Auteur majeur de la fiction française, c’est tout naturellement qu’il fut décoré des insignes de Chevalier des Arts et des Lettres en 2010.

Observateur à l’œil acéré, d’une curiosité insatiable et d’un humour dévastateur, il scannait les événements et les êtres avec finesse et intelligence. Rien, pas le moindre détail ou faux-semblant ne lui échappait !

Son sens critique était sans concession et ses coups de griffe redoutables.

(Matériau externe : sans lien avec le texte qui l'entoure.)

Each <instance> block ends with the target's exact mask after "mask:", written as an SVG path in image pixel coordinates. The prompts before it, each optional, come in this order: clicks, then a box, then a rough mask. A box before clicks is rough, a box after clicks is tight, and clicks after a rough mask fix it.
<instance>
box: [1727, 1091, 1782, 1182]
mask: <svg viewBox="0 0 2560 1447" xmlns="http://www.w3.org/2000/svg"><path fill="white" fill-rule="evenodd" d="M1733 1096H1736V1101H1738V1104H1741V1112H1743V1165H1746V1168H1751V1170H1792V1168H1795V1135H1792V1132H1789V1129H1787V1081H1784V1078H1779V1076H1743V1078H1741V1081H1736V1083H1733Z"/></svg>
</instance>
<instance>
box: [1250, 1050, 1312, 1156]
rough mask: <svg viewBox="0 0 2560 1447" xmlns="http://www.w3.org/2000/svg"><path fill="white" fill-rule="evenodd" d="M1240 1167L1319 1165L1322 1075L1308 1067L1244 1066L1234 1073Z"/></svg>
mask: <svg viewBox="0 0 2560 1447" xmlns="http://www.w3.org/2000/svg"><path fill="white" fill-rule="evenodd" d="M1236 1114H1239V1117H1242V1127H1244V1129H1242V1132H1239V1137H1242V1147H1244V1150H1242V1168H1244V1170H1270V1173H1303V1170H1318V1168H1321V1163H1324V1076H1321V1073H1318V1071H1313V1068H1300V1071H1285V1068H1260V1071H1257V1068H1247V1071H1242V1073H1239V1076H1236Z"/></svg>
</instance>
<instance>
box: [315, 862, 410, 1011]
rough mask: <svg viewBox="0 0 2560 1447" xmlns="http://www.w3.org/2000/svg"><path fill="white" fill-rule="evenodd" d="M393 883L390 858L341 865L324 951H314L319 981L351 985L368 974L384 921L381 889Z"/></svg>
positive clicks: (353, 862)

A chaque fois qu’on se voyait, on riait beaucoup ! On se moquait aussi pas mal, c’est vrai. Des autres mais également de nous-mêmes, ça faisait une moyenne !
Sa présence, son intelligence, son amitié toujours bienveillante nous manquent déjà cruellement.

En écrivant ces lignes, je revois son sourire et son regard clair. Je pense à ses proches qui sont dans la peine et le deuil. Sa mère et sa sœur Nathalie, sa femme si dévouée Pascale, ses filles Dorothée et Chloé et bien sûr Ava, sa petite merveille de petite-fille qui lui a apporté tant de bonheur ces dernières années…

Plus qu’un ami, Eric Kristy était un frère pour moi.

Il l’était depuis plus de trente ans, d’une fidélité sans faille – chose trop rare dans ce métier - et le restera pour toujours dorénavant.